Data quality

The computation of system quality attributes greatly depends on the quality and quantity of available evaluation data. Therefore, Thetis offers a comprehensive assessment and rating of the evaluation dataset used. This assessment and rating are tailored to the selected application task.

Classification

For a classification dataset with \(N\) samples and \(K\) classes, Thetis evaluates the ratio between the different class labels. The more the label distribution approximates a uniform distribution, the higher the rating for the dataset. In the future, we seek to enable Thetis to also evaluate further aspects such as diversity and data quality.

Regression

Similar to the evaluation of dataset quality in the context of classification, we consider a uniform distribution to be the optimal ground truth data distribution for training/evaluation data in order to avoid a potential bias during training and evaluation. Thus, dataset quality is evaluated according to the uniformity of the sample distribution.
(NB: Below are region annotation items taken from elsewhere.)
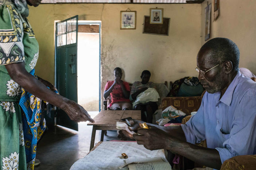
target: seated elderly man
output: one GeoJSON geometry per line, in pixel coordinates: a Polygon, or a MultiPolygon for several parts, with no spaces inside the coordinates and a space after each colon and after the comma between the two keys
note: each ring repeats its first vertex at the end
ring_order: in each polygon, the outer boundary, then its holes
{"type": "Polygon", "coordinates": [[[121,80],[123,76],[122,70],[119,67],[114,69],[115,80],[108,81],[105,86],[104,98],[106,98],[109,94],[111,102],[108,107],[110,110],[132,110],[132,107],[129,99],[130,86],[126,81],[121,80]]]}
{"type": "Polygon", "coordinates": [[[256,83],[239,72],[239,55],[228,39],[206,42],[197,57],[196,70],[206,90],[197,113],[181,126],[151,124],[155,127],[139,130],[142,135],[133,136],[138,144],[166,149],[216,169],[234,156],[256,154],[256,83]],[[207,148],[195,145],[205,139],[207,148]]]}

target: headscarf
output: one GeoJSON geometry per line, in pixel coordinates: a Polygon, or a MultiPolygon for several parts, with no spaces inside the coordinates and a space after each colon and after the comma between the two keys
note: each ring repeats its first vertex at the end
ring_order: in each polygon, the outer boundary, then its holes
{"type": "Polygon", "coordinates": [[[11,0],[11,1],[14,4],[17,9],[23,17],[26,18],[28,16],[29,13],[28,8],[26,0],[11,0]]]}
{"type": "Polygon", "coordinates": [[[246,68],[239,68],[239,71],[244,77],[249,78],[251,77],[256,78],[255,75],[246,68]]]}

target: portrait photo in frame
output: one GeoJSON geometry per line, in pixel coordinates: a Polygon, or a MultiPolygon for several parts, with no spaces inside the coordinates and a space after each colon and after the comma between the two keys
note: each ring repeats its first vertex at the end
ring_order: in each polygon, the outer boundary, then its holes
{"type": "Polygon", "coordinates": [[[210,38],[211,9],[212,4],[207,5],[207,7],[205,8],[205,41],[206,41],[210,38]]]}
{"type": "Polygon", "coordinates": [[[151,24],[162,24],[163,9],[150,8],[150,23],[151,24]]]}
{"type": "Polygon", "coordinates": [[[213,20],[216,21],[220,14],[220,0],[214,0],[213,20]]]}
{"type": "Polygon", "coordinates": [[[136,11],[123,11],[120,12],[120,29],[136,29],[136,11]]]}

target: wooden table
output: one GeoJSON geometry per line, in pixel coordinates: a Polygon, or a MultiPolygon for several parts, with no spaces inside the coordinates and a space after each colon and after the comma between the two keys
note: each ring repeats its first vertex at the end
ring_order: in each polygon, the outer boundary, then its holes
{"type": "Polygon", "coordinates": [[[101,130],[100,141],[103,141],[105,131],[116,130],[116,122],[121,121],[121,119],[131,117],[133,119],[140,120],[140,110],[102,110],[93,118],[95,122],[89,123],[88,125],[93,125],[90,150],[93,147],[95,140],[96,130],[101,130]]]}

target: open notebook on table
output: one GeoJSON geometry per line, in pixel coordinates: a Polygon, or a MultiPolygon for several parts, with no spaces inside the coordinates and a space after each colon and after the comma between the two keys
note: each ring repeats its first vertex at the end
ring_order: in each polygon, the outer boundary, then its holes
{"type": "Polygon", "coordinates": [[[103,142],[84,158],[75,162],[70,169],[124,170],[128,168],[171,170],[163,149],[151,151],[136,142],[112,141],[103,142]],[[128,158],[123,158],[122,153],[125,153],[128,158]],[[145,162],[151,163],[129,164],[145,162]]]}

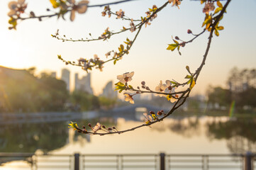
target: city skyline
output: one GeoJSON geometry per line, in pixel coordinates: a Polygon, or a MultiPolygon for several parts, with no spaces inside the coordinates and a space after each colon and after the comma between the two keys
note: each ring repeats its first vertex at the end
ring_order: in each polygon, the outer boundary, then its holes
{"type": "MultiPolygon", "coordinates": [[[[48,1],[27,1],[28,8],[35,8],[35,10],[42,13],[44,12],[42,6],[51,7],[48,1]]],[[[0,2],[0,36],[4,40],[0,42],[1,47],[3,47],[0,57],[1,65],[4,67],[14,69],[36,67],[39,72],[52,70],[60,76],[60,69],[65,67],[65,64],[57,59],[57,55],[62,55],[63,58],[71,61],[77,61],[80,57],[93,57],[94,54],[97,54],[101,59],[105,57],[107,52],[120,45],[120,40],[134,36],[134,34],[129,33],[121,38],[91,43],[62,42],[50,36],[57,29],[60,29],[61,35],[77,38],[88,36],[89,33],[97,36],[108,26],[111,30],[120,29],[122,26],[118,25],[120,21],[103,18],[101,13],[102,8],[90,8],[84,15],[77,15],[72,23],[62,20],[56,21],[56,18],[43,22],[26,21],[18,24],[17,30],[9,30],[9,18],[6,15],[9,2],[7,0],[0,2]],[[94,17],[91,18],[91,16],[94,17]]],[[[160,6],[162,3],[162,1],[147,1],[145,6],[145,1],[142,0],[136,6],[134,6],[135,2],[130,2],[126,4],[126,6],[113,6],[113,9],[119,11],[123,8],[126,14],[135,17],[145,15],[138,11],[142,9],[146,11],[152,5],[160,6]]],[[[253,40],[256,38],[256,22],[254,21],[255,6],[256,1],[252,0],[242,4],[239,1],[230,3],[225,18],[221,21],[221,25],[225,29],[220,31],[218,38],[213,38],[205,67],[191,92],[192,95],[204,94],[208,84],[226,87],[229,71],[235,66],[239,69],[255,67],[256,49],[253,47],[253,40]],[[241,12],[241,8],[244,9],[243,12],[241,12]],[[238,20],[240,22],[239,25],[238,20]],[[250,27],[244,26],[248,23],[250,27]]],[[[188,40],[191,37],[187,34],[187,29],[196,33],[201,31],[201,26],[204,18],[201,13],[202,8],[200,2],[189,1],[187,3],[182,3],[180,10],[169,6],[169,8],[161,11],[160,16],[150,26],[143,28],[128,56],[125,55],[115,66],[113,63],[106,64],[102,72],[99,70],[91,72],[94,74],[91,86],[95,94],[99,94],[109,80],[113,80],[113,83],[118,82],[117,75],[133,71],[135,75],[130,84],[133,86],[139,86],[142,81],[145,81],[151,89],[155,89],[160,80],[165,81],[166,79],[173,79],[184,81],[184,77],[187,74],[186,66],[189,65],[193,71],[198,67],[202,57],[203,52],[201,49],[206,45],[207,35],[203,35],[194,43],[182,48],[182,56],[176,51],[166,50],[166,47],[172,42],[172,35],[188,40]],[[174,17],[178,12],[180,13],[179,17],[174,17]],[[166,19],[172,20],[170,23],[175,23],[177,28],[167,23],[166,19]],[[166,35],[167,30],[169,33],[168,36],[166,35]]],[[[66,68],[71,70],[72,74],[74,72],[86,74],[80,67],[67,66],[66,68]]],[[[71,84],[70,87],[72,88],[72,86],[71,84]]]]}

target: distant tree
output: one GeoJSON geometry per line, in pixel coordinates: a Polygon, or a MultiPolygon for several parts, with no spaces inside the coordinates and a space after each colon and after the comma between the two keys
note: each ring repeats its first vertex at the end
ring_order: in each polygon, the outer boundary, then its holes
{"type": "MultiPolygon", "coordinates": [[[[86,0],[80,1],[78,3],[77,3],[74,0],[50,0],[50,1],[52,5],[52,9],[47,9],[47,11],[50,13],[42,16],[36,16],[36,13],[34,11],[30,11],[29,13],[26,12],[26,10],[27,8],[27,4],[25,3],[25,0],[11,1],[9,4],[10,11],[8,13],[9,16],[10,17],[10,20],[9,21],[10,23],[9,29],[16,29],[18,21],[35,18],[39,21],[42,21],[43,18],[48,18],[51,17],[57,17],[57,18],[62,18],[64,19],[67,13],[70,14],[70,21],[73,21],[75,18],[76,13],[84,13],[87,11],[88,8],[104,6],[103,11],[101,11],[103,16],[106,15],[108,16],[108,17],[114,16],[117,19],[122,19],[125,22],[128,22],[130,24],[130,26],[128,28],[126,28],[125,26],[121,26],[120,29],[118,29],[117,30],[111,30],[108,28],[107,28],[101,35],[97,36],[98,38],[93,38],[91,35],[89,34],[90,37],[89,38],[74,40],[72,38],[67,38],[66,35],[60,35],[58,30],[55,34],[52,35],[53,38],[63,42],[90,42],[96,40],[106,40],[113,36],[116,36],[116,35],[123,34],[123,33],[133,33],[135,35],[132,38],[126,38],[125,40],[121,40],[121,45],[118,45],[117,50],[113,50],[106,52],[106,59],[104,60],[101,60],[97,55],[94,55],[91,58],[80,58],[78,62],[68,61],[62,58],[61,55],[58,55],[58,58],[64,62],[66,64],[72,64],[80,67],[86,72],[92,70],[93,69],[99,69],[99,70],[102,71],[102,69],[106,62],[113,62],[113,64],[116,64],[123,58],[124,55],[129,54],[130,50],[133,47],[134,42],[137,40],[140,33],[142,32],[143,27],[147,27],[147,26],[150,26],[151,22],[152,22],[154,19],[157,17],[157,14],[163,8],[168,6],[168,5],[170,4],[172,4],[172,6],[175,6],[179,8],[179,5],[180,5],[182,2],[182,0],[165,1],[165,2],[164,2],[161,6],[157,7],[157,6],[154,5],[152,8],[150,8],[148,11],[145,11],[145,15],[144,14],[143,16],[138,16],[135,19],[126,16],[125,11],[123,11],[122,9],[120,9],[118,11],[116,12],[112,11],[109,6],[109,5],[113,5],[130,1],[132,0],[123,0],[121,1],[115,1],[113,3],[106,2],[104,4],[96,4],[90,6],[89,4],[89,1],[86,0]],[[28,13],[29,14],[28,15],[28,13]]],[[[172,109],[168,113],[165,113],[162,110],[159,110],[157,113],[150,112],[150,115],[145,113],[144,113],[144,124],[122,131],[118,131],[116,128],[112,128],[106,129],[106,127],[101,125],[99,123],[98,123],[94,127],[92,127],[91,125],[90,125],[90,128],[91,128],[92,131],[87,130],[84,126],[84,128],[81,129],[78,128],[77,123],[70,123],[70,128],[77,130],[79,132],[89,135],[93,134],[105,135],[113,133],[122,133],[131,131],[141,127],[149,126],[152,124],[162,121],[163,119],[171,115],[174,110],[176,110],[184,103],[187,98],[189,97],[191,89],[196,84],[199,74],[205,64],[213,35],[219,36],[219,31],[224,29],[224,27],[220,26],[219,24],[220,21],[223,17],[224,13],[226,12],[226,8],[230,1],[231,0],[227,0],[227,1],[225,2],[225,4],[223,5],[219,0],[201,0],[201,4],[204,4],[205,5],[203,9],[203,13],[205,14],[205,18],[203,21],[203,24],[201,26],[204,28],[202,31],[199,33],[194,33],[191,30],[188,30],[187,33],[192,36],[191,39],[187,40],[182,40],[178,36],[174,36],[174,38],[172,38],[173,42],[170,42],[168,45],[167,45],[167,50],[174,51],[176,50],[179,54],[181,55],[180,51],[182,47],[184,47],[186,45],[192,42],[204,33],[208,33],[206,48],[203,54],[202,61],[200,65],[194,72],[191,71],[189,66],[186,67],[187,70],[187,75],[185,76],[186,80],[184,80],[184,82],[178,82],[174,80],[166,80],[165,83],[163,83],[162,81],[160,81],[160,84],[157,86],[155,89],[150,89],[147,85],[145,85],[146,83],[145,81],[142,81],[141,85],[133,88],[131,85],[129,84],[129,81],[132,80],[132,77],[134,74],[133,72],[125,73],[117,76],[119,81],[116,84],[116,90],[118,91],[119,92],[122,92],[123,91],[127,91],[127,93],[123,93],[126,101],[128,101],[130,103],[134,103],[133,96],[135,95],[143,94],[155,94],[155,95],[165,97],[167,101],[174,103],[172,109]],[[180,88],[181,86],[185,86],[185,88],[180,88]],[[105,131],[102,131],[102,132],[98,132],[97,131],[101,129],[105,129],[105,131]]],[[[171,21],[169,18],[167,18],[166,21],[171,21]]],[[[169,35],[168,31],[167,31],[166,33],[167,35],[169,35]]],[[[201,49],[201,47],[199,49],[201,49]]],[[[164,68],[161,68],[160,66],[157,67],[158,70],[165,72],[164,68]]],[[[97,103],[95,98],[93,97],[91,100],[93,102],[95,102],[95,103],[97,103]]]]}

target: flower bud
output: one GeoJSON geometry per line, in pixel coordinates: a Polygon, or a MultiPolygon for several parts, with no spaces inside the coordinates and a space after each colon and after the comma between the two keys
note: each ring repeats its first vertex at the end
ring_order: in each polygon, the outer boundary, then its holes
{"type": "Polygon", "coordinates": [[[157,111],[157,115],[162,115],[162,113],[161,111],[157,111]]]}
{"type": "Polygon", "coordinates": [[[185,42],[182,42],[182,43],[180,43],[180,46],[182,46],[182,47],[185,47],[185,42]]]}

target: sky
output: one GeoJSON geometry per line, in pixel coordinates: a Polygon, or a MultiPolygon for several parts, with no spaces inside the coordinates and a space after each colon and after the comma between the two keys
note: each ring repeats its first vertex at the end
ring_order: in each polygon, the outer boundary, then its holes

Additionally, the quality of fairness-related features is also included in the assessment of dataset quality (see classification function for more details). In this context, the point biserial correlation coefficient between the sensitive attribute and the target scores is computed in order to examine the dataset for a possible bias towards a certain feature (see documentation of fairness package for more details about point biserial correlation).

Object detection

In contrast to classification, the ratio between different labels is neglected for dataset rating, since an object detector might also be designed to only work with a single class. Instead, it is evaluated how “distributed” or spread the real (ground truth) objects are over the available image space. A dataset with equally distributed object locations over the entire image space will receive a higher rating.